Postby h.harb » Tue Mar 24, 2015 2:36 pm

This is well beyond your pay grade and you are way off in the understanding; both of you, Big E and Theorist . You have to get educated and study first to even begin to understand the interrelationship between heel angle, fore foot , footbeds, boot design, cuff adjustments and alignment. Self medicating will only make it worst. You are only compounding one layer of mistakes with another layer of compensation for those mistakes.

There is a good formula for alignment procedures that we have developed and evolved. The manual for this is our "HSS Alignment Manual", we created it over the last 15 years. I'm very proud of that document, because it's the only one of it's kind. It has the value of Master's course in biomechanics. There is nothing in the ski industry that can rival it.

And that said, with knowledge and experience you can address each alignment session from many angles.
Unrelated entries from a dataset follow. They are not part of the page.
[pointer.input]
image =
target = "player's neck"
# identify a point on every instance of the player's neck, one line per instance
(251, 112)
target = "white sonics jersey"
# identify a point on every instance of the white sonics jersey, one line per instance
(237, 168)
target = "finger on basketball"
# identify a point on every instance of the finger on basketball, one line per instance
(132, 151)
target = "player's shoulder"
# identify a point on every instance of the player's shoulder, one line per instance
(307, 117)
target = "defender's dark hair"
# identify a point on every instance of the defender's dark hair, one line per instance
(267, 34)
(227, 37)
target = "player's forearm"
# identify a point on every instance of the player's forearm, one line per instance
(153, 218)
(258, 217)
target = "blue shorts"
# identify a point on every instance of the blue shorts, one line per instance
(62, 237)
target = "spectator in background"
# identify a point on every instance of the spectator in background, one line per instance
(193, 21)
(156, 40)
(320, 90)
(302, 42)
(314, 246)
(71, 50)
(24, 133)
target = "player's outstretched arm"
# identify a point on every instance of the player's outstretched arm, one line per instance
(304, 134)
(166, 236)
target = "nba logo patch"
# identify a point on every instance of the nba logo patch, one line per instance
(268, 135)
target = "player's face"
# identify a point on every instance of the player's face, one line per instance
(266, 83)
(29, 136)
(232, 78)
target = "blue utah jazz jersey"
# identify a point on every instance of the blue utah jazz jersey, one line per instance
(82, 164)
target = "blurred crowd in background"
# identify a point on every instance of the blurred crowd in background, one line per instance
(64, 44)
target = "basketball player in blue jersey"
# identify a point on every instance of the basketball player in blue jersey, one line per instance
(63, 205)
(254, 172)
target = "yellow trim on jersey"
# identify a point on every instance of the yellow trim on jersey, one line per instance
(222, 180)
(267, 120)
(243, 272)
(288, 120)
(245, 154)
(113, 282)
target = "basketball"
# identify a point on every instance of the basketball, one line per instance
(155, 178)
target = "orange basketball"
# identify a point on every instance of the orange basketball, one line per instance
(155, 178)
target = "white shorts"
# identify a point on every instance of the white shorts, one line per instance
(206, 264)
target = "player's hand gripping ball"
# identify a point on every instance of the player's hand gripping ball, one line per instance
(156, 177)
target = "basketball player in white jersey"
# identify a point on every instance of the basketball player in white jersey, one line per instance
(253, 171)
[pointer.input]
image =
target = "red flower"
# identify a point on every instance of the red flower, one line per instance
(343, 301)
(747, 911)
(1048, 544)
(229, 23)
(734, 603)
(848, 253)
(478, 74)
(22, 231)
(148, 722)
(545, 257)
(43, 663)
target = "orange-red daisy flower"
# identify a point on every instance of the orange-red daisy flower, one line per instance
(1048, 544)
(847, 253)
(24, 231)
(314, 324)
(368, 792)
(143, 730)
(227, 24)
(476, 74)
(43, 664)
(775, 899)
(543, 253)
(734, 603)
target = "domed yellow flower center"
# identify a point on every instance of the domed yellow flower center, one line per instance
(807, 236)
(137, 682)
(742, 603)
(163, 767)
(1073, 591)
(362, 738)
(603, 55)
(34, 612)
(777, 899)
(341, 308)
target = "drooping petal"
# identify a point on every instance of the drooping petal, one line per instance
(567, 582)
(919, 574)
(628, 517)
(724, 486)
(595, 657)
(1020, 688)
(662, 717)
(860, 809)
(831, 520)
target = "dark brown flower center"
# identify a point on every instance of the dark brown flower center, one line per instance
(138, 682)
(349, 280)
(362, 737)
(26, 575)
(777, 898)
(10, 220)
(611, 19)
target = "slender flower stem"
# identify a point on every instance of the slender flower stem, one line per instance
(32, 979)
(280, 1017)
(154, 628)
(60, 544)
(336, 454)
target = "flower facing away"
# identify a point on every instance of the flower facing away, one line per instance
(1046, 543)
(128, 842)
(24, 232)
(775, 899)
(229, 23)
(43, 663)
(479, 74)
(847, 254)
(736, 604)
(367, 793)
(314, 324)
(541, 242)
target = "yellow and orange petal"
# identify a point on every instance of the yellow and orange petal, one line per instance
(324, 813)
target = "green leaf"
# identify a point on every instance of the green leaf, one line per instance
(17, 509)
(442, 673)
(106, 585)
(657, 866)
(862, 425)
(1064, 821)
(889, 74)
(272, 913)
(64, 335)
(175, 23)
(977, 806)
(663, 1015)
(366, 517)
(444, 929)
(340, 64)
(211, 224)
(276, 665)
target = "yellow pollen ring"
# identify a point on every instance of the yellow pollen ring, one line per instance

And each alignment session is different, and individual. And each change or adjustment has consequences that you can't possibly understand. Mikaela Shiffrin's boot tech and her coaches could not figure out what was wrong with her skiing. Even at that level they don't understand. I had to call her mother to tell her what to do, they did it and the results are obvious.

As many of you know a footbed has to support the basic principals of movement and balance for the kinetic chain be functional. What we see 99% of the time in our shop is locked up feet due to bad footbeds or totally worthless soft footbeds that do nothing but take up space. In most cases, boot fitters don't even know how to place their own footbeds properly in the boot, we see this all the time.

So don't tell me your footbed expert made you a footbed and now you (he or she) are trying to fix your alignment based on it. The reason, because in 99% of the all cases, the footbed is flawed and you are just compounding what your boot tech didn't understand and what was wrong in the first place. You are adapting to an incorrect base of support. None of these boot fitters mentioned here or that we know across North America and Europe, the "so called alignment specialists", ski with their clients and can coach them. So they are basically shooting in the dark. Now, trying to fix it yourself, do it on your own, play around, makes no sense what so ever. So let's put a stop to this useless speculation. No one can possibly explain to you on a forum, all of the pre-mutations for disastrous alignment you are creating and causing.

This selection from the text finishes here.